SAMJ, S. Afr. med. j. vol.109 no.10 Pretoria oct. 2019

http://dx.doi.org/10.7196/samj.2019.v109i10.14073 

IN PRACTICE
ISSUES IN PUBLIC HEALTH

 

Figures of the dead: A decade of tuberculosis mortality registrations in South Africa

 

 

M LovedayI, II; Y N MzobeIII; Y PillayIV; P BarronV

IPhD; Health Systems Research Unit, South African Medical Research Council, Durban, KwaZulu-Natal, South Africa
IIPhD Centre for the AIDS Programme of Research in South Africa, Nelson R Mandela School of Medicine, University of KwaZulu-Natal, Durban, South Africa
IIIMA; Health Systems Research Unit, South African Medical Research Council, Durban, KwaZulu-Natal, South Africa
IVPhD; National Department of Health, Pretoria, South Africa
VBCom, FFCH (SA); School of Public Health, Faculty of Health Sciences, University of the Witwatersrand, Johannesburg, South Africa

Correspondence

 

 


ABSTRACT

South Africa (SA) is committed to reducing tuberculosis (TB) mortality rates in line with the World Health Organization's End TB Strategy and the Sustainable Development Goal (SDG) targets. From mortality reports released by Statistics South Africa, this study analysed reported TB mortality in SA from 2006 to 2016 to inform our understanding of TB mortality and the development of strategies needed to attain the SDG targets. TB mortality includes all deaths reported to the Department of Home Affairs with TB reported as the underlying cause of death based on the 10th revision of the International Statistical Classification of Diseases and Related Health Problems (ICD-10) definition. Although TB remains the leading cause of death, TB mortality rates in SA have fallen substantially in the past decade. From 2006 to 2016, the number of deaths due to TB plummeted from 76 881 to 29 399 and the proportion of all-cause mortality due to TB more than halved from 13% to <6%. Furthermore, the profile of people dying from TB has changed, with a decrease in the proportion of children aged <15 years, adults of reproductive age (15 - 49) and women, and an increase in the proportion aged >50. This change has largely mirrored the overall pattern of deaths in SA, with large decreases in deaths in adults aged 15 - 49, especially women, thought to be because of the scale-up of the antiretroviral treatment programme for HIV. The End TB Strategy target of a 95% reduction in TB mortality by 2035 is achievable in SA. However, sustained effort in high-risk groups together with improved vital registration data are needed to ensure attainment of the target.


 

 

Although preventable and treatable, tuberculosis (TB) remains one of the top 10 causes of death worldwide, causing more deaths than HIV/AIDS.[1] In 2017, an estimated 10.0 million people developed TB disease and an estimated 1.8 million deaths were attributed to TB.[1] One of the Sustainable Development Goals (SDGs) is to end the global TB epidemic.[2] To achieve this aim, the End TB Strategy has set targets related to TB mortality, starting with a 35% reduction in TB deaths by 2020, reaching a 95% reduction by 2035.[3] Although the global TB mortality rate is declining, it is likely that many countries will fail to reach these targets and end the TB epidemic by 2035.[4]

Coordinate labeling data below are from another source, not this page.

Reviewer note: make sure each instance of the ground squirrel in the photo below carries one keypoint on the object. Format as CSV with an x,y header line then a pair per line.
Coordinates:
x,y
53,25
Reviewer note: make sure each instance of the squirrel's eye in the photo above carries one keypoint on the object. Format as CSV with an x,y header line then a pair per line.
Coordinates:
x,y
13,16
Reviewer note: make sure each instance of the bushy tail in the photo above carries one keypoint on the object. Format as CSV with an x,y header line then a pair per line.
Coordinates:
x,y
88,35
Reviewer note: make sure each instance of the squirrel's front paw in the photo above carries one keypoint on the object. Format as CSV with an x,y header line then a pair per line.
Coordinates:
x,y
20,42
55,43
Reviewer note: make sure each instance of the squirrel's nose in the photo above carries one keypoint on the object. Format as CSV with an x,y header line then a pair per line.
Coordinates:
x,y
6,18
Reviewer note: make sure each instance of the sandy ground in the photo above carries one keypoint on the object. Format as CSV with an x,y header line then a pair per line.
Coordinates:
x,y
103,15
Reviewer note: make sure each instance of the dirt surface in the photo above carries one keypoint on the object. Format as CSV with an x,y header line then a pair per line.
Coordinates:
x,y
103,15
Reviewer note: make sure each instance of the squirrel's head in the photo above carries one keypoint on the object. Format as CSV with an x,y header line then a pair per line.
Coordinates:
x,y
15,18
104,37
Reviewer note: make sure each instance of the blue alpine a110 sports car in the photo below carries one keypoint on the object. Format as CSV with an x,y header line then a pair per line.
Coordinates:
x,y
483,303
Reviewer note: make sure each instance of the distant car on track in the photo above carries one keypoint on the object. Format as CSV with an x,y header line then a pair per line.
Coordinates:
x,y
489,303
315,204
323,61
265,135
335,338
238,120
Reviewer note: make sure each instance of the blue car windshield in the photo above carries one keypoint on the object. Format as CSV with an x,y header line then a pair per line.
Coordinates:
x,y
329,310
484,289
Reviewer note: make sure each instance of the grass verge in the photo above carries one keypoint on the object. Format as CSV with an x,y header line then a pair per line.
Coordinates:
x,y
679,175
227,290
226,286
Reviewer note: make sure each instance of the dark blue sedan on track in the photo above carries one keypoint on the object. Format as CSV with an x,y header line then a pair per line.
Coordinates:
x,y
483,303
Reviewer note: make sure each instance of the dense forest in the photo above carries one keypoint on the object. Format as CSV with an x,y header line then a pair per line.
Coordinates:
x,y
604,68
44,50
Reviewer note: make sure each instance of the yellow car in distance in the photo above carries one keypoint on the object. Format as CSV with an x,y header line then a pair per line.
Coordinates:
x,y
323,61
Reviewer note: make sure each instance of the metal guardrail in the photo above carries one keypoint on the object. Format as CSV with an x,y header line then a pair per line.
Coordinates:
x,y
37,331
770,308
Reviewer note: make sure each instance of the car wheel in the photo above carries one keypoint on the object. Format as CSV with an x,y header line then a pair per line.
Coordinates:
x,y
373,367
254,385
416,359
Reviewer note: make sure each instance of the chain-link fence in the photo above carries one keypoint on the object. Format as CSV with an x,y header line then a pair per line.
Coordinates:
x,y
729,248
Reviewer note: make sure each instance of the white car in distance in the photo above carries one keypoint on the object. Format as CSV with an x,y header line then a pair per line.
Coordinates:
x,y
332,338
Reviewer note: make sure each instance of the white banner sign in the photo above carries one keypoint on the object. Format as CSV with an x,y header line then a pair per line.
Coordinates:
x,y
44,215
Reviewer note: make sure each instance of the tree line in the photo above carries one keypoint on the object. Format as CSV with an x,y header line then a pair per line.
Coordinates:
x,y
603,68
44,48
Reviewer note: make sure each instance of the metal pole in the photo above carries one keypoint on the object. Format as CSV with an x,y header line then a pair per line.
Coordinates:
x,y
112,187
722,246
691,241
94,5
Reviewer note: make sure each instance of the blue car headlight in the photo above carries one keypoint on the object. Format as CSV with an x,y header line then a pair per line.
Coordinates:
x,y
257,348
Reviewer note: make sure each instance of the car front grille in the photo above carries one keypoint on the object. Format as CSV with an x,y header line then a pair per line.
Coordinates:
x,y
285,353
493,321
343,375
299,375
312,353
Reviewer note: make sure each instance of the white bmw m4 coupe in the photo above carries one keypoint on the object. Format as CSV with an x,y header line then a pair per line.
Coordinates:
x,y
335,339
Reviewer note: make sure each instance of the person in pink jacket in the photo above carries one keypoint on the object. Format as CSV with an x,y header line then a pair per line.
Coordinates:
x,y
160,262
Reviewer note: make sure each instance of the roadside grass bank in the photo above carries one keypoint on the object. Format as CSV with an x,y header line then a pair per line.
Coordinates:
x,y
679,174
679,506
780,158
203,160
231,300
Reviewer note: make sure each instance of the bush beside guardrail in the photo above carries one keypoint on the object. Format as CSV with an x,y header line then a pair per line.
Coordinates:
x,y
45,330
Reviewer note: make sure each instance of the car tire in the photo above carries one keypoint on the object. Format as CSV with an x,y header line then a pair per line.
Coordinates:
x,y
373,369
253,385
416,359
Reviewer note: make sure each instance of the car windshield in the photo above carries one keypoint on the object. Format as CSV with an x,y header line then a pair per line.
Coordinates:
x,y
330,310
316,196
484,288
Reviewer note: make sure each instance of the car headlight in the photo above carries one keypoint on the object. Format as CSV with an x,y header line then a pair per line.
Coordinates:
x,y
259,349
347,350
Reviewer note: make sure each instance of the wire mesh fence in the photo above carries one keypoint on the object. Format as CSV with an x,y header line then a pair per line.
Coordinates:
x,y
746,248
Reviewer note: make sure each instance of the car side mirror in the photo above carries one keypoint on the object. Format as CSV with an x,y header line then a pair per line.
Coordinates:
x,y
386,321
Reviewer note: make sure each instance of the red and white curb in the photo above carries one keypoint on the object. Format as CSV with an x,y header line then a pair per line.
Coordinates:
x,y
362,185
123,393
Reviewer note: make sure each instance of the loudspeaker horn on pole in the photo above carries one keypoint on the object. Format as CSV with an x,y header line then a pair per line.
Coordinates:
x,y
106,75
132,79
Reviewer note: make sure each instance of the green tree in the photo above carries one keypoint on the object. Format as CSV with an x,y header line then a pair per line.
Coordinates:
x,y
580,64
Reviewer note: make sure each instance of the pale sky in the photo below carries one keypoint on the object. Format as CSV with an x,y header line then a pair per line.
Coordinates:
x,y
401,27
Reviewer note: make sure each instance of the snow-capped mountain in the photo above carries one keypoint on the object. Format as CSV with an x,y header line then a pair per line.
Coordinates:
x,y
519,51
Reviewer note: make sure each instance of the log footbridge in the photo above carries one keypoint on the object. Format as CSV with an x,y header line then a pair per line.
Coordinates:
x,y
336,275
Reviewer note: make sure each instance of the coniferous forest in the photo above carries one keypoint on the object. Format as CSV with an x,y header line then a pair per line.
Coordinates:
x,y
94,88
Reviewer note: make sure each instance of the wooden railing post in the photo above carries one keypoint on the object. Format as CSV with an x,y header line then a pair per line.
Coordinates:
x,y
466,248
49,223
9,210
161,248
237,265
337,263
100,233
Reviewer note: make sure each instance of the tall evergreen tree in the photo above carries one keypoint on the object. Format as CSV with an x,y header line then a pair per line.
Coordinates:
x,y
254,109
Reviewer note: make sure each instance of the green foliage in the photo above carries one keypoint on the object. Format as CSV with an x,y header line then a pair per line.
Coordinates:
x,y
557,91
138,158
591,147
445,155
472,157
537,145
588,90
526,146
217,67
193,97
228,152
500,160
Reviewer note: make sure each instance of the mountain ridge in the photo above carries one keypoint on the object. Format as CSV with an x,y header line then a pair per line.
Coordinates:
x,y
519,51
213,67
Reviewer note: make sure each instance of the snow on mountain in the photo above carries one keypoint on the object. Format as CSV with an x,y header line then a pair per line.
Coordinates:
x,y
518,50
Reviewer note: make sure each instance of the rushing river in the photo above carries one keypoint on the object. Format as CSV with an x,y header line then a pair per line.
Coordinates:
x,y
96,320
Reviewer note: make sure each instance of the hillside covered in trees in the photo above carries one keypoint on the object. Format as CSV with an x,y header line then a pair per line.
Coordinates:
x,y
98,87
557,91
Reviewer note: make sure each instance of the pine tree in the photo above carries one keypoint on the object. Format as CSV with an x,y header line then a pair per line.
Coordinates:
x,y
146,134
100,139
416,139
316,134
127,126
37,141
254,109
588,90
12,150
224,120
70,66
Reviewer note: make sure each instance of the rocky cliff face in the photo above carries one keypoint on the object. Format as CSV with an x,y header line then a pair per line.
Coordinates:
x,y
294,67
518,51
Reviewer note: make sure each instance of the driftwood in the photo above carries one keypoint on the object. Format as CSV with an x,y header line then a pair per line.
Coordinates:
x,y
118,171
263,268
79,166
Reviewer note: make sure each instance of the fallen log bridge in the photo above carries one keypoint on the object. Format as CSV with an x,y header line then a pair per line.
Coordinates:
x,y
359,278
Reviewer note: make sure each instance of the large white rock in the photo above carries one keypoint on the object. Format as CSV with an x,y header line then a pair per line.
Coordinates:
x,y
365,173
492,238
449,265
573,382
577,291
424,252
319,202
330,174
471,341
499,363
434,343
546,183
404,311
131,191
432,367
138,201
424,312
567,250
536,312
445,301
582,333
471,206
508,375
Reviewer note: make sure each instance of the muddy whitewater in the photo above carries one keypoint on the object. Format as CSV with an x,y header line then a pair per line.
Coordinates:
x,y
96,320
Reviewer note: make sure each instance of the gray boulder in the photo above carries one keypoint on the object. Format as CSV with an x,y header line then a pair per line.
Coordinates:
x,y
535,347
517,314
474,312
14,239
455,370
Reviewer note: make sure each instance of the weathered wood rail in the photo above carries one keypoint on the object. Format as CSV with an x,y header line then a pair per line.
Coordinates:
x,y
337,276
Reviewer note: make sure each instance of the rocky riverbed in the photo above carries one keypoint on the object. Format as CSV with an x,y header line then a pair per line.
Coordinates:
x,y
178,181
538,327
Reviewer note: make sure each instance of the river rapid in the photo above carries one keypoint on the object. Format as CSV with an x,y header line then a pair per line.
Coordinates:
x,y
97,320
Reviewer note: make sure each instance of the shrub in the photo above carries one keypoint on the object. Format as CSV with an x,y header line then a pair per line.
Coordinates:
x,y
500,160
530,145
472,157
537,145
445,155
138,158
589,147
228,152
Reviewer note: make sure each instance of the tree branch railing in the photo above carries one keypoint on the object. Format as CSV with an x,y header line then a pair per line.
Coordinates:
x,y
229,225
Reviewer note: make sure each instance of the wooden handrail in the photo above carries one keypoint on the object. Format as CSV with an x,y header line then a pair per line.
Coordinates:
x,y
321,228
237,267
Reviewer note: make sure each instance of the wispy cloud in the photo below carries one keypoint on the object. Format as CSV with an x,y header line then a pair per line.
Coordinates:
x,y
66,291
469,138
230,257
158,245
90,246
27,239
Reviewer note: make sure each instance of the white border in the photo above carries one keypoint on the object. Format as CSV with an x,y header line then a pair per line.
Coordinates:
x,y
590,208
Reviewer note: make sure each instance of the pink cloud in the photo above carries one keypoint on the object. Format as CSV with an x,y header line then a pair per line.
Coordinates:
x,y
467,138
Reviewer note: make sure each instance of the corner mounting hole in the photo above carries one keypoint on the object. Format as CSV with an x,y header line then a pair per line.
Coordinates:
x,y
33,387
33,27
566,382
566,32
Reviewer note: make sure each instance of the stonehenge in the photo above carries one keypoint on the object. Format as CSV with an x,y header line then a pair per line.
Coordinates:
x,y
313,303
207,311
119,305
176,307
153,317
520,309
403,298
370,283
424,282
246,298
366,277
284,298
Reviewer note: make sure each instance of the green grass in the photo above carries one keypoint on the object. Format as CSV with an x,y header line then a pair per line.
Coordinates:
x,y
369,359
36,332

Since the emergence of HIV in South Africa (SA), the burden of TB, together with TB mortality, has been influenced by HIV and the extent of antiretroviral therapy (ART) provision, and much of the reduction in TB-related mortality has been due to increased ART provision.[5] However, as TB mortality remains high, further investigation and understanding of who is dying of TB are needed so that we can channel our energy and resources into areas most likely to yield significant gains, enabling us to reach the targets of the End TB Strategy.

All deaths in SA are required to be notified to the Department of Home Affairs via the death certification process. Death certificates are analysed by Statistics South Africa and compiled into official annual mortality reports describing the location of deaths (province), ages and causes of death. We analysed TB-related mortality in SA over the past decade to inform our understanding of TB mortality and the development of strategies needed to end the TB epidemic by 2035.

 

Methods

We retrospectively analysed the 10 death reports for SA released by Statistics South Africa from 2008 to 2018 on mortality data for the period 2006 - 2016. We extracted data focused on TB as the cause of death and linked this information to place and age of death. No ethical approval for this study was necessary, as only secondary data available in the public domain were used.

In SA, all deaths are supposed to be reported to the Department of Home Affairs within 72 hours by a medical practitioner on a death notification form. In the absence of a medical practitioner, traditional leaders can complete the form. Although a new death notification form with changes in perinatal death registration was introduced in 2009, this would not have affected the classification of deaths attributed to TB. Each death notification form details the age, sex, district and International Statistical Classification of Diseases and Related Health Problems (ICD-10) code. Multidrug-resistant tuberculosis (MDR-TB) and extensively drug-resistant tuberculosis are included in the deaths attributed to TB.

 

Results

During the decade 2006 - 2016, TB was the number one cause of death in SA (Fig. 1). During this period, the number of deaths due to TB plummeted by 62% from 76 881 to 29 399. Additionally, the proportion of deaths due to TB more than halved from 13% to <6%.

 

 

Table 1 shows the decline in TB mortality linked to the total TB caseload in SA. The decline in TB-related mortality occurred at a steeper rate than the decline in the TB case notification rate, resulting in reported TB deaths as a proportion of TB case notifications declining from 25% in 2006 to 12% in 2016.

 

 

In addition to a decline in TB-related mortality in SA, the profile of people dying from TB has changed, with the proportion of males dying from TB increasing from 55% to 62% and a corresponding decrease in the female proportion (Table 2). From 2006 to 2016, TB remained the leading cause of death in the male population. However, among females, in both 2015 and 2016 diabetes mellitus and cerebrovascular accidents overtook TB as the leading cause of death.

 

 

Fig. 2 and Table 3 show the changes in the age of death of people dying from TB. The number of children aged <15 years dying from TB dropped considerably over the period 2006 - 2016, and the proportion of total reported TB deaths in this age group more than halved from 3.4% to 1.5%. Fig. 2 clearly illustrates the precipitous decline in

 

 

the number of younger adults aged 15 - 49 dying from TB, with the proportion of total reported TB deaths dropping from >70% to less than half. The proportion of total deaths in the 50 - 64 age group and in people aged >65 has increased for two reasons: (i) there has been a decrease in the number of TB deaths in people aged <50 years; and (ii) the number of TB deaths in those aged >50 has been relatively static.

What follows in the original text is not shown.